Я поставила поднос на стол, куда Калеб, того и гляди, был готов уронить стакан – один из тех перламутровых, которые ты привезла нам из Парижа, проучившись семестр за границей.
– Я вправду не понимаю, миссис Диксон.
Калеб посмотрел на твоего отца, затем снова на меня, его зрачки расширялись и сужались в такт его затрудненному дыханию. Я протянула ему очередную фотографию – витрины магазина мелкокалиберного оружия и патронов в Скукэле.
– Ведь именно здесь вы украли пистолет, не так ли? Тот, что дали своей дочери. Тот, из которого она убила мою дочь.
Он взял снимок и уставился на него. В его глазах начали появляться вспышки просветления.
– Я не могу сейчас вспомнить фамилию хозяина, но я говорила с ним, и, что интересно, он вас помнит.
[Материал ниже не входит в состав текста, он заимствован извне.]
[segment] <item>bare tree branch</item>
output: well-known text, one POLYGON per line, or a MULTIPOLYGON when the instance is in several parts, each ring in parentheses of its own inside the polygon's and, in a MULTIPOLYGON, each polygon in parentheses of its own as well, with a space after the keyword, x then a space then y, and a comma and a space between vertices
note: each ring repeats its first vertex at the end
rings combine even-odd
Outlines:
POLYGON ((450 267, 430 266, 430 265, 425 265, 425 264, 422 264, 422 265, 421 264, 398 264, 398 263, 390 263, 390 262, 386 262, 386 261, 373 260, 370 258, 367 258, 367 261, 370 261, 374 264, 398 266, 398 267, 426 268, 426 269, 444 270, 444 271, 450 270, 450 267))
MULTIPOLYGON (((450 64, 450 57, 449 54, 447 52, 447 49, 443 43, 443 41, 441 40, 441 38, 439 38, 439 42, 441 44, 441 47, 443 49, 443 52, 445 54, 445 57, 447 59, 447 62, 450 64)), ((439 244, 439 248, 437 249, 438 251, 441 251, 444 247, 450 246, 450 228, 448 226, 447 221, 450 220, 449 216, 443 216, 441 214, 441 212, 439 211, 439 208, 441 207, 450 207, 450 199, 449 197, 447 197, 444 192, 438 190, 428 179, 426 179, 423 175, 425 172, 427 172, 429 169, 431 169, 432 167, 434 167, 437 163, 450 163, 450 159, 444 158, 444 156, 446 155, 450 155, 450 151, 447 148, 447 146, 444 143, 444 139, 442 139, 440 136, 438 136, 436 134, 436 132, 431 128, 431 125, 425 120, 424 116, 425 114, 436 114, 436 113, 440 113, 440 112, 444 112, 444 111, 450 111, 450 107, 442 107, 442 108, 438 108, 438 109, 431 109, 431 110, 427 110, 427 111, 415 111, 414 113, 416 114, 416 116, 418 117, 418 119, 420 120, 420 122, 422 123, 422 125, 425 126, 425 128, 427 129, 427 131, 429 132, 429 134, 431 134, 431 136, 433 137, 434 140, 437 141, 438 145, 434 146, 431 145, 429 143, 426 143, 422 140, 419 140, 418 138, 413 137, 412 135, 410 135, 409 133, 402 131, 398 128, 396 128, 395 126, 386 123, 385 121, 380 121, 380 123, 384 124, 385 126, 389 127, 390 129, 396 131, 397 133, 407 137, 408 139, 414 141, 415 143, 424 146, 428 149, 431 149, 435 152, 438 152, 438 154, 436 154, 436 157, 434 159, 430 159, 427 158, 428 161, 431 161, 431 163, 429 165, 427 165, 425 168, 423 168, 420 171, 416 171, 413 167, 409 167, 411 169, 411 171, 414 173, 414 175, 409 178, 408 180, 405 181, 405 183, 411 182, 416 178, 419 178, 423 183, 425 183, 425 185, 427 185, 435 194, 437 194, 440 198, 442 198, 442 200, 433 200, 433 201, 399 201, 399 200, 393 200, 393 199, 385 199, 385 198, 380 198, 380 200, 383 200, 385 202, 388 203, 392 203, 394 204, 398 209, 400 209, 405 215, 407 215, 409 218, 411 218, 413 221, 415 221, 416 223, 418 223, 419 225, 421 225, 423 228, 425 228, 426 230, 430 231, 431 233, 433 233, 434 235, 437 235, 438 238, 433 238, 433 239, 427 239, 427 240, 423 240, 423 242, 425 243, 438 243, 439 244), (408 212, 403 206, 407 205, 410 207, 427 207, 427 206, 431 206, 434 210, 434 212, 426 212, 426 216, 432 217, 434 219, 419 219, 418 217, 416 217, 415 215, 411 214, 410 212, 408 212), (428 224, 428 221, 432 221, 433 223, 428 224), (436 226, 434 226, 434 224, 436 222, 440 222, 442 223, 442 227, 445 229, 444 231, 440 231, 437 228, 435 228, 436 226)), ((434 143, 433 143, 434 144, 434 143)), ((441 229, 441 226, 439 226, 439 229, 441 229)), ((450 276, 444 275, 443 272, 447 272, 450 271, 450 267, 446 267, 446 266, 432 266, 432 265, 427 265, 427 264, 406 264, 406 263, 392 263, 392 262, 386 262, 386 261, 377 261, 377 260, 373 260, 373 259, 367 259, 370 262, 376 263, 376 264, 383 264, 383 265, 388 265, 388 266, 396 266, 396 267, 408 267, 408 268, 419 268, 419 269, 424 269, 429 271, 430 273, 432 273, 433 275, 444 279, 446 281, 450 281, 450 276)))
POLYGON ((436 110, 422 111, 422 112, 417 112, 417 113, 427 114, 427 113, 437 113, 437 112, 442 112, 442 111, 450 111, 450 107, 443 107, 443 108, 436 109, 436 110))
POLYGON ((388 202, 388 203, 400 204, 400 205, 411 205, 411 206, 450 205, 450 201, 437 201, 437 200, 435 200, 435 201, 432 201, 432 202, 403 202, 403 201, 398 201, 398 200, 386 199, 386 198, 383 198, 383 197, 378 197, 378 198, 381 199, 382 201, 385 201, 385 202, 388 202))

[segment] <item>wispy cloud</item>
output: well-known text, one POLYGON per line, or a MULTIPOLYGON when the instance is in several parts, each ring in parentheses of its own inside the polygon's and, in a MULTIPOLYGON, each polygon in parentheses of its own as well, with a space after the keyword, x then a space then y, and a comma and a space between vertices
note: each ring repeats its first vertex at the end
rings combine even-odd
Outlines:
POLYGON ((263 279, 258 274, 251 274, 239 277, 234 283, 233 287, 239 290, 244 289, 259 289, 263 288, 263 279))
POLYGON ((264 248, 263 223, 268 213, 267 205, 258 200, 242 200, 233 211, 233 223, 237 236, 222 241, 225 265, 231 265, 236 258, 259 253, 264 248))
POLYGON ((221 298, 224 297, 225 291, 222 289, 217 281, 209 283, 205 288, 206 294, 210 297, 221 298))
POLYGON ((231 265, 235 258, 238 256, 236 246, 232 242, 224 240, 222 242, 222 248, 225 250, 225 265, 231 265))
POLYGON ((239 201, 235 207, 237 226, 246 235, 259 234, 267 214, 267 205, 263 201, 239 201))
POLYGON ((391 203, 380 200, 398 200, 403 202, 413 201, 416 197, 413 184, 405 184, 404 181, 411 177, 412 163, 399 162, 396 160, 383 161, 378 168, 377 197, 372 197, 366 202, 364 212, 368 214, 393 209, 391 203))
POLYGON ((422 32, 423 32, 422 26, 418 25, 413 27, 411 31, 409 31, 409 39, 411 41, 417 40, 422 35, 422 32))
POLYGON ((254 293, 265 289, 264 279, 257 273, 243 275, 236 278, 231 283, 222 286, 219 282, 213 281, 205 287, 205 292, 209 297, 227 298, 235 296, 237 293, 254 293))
Вы заходили несколько раз посмотреть на один конкретный пистолет, и через неделю он был украден. И этот пистолет совпадает с тем, из которого убили мою дочь. Неплохое совпадение.
– Не понимаю. Я не крал никакого пистолета.
– Крали. Мы оба это знаем. Хозяин может рассказать о том, что видел вас за неделю до кражи в своем магазине. А при вашей биографии и его свидетельствах…
Калеб разорвал фото напополам, потом еще раз напополам и так далее.